Neurological disorders, such as Alzheimer's disease (AD), comprise a major cause of health-related disabilities in human. However, biomarkers towards pathogenesis or novel targets are still limited. To identify the causality between plasma proteins and the risk of AD and other eight common neurological diseases using a Mendelian randomization (MR) study. Exposure data were obtained from a genome-wide association study (GWAS) of 2,994 plasma proteins in 3,301 healthy adults, and outcome datasets included GWAS summary statistics of nine neurological disorders. Inverse variance-weighted MR method as the primary analysis was used to estimate causal effects. Higher genetically proxied plasma myeloid cell surface antigen CD33 level was found to be associated with increased risk of AD (odds ratio [OR] 1.079, 95% confidence interval [CI] 1.047-1.112, p = 8.39×10-7). We also discovered the causality between genetically proxied elevated prolactin and higher risk of epilepsy (OR = 1.068, 95% CI = 1.034-1.102; p = 5.46×10-5).
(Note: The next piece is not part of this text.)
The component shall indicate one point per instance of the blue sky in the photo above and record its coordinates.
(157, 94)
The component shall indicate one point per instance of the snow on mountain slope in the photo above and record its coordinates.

Negative associations were identified between cyclin-dependent kinase 8 and ischemic stroke (OR = 0.927, 95% CI = 0.896-0.959, p = 9.32×10-6), between neuralized E3 ubiquitin-protein ligase 1 and migraine (OR = 0.914, 95% CI = 0.878-0.952, p = 1.48×10-5), and between Fc receptor-like protein 4 and multiple sclerosis (MS) (OR = 0.929, 95% CI = 0.897-0.963, p = 4.27×10-5). The findings identified MR-level protein-disease associations for AD, epilepsy, ischemic stroke, migraine, and MS.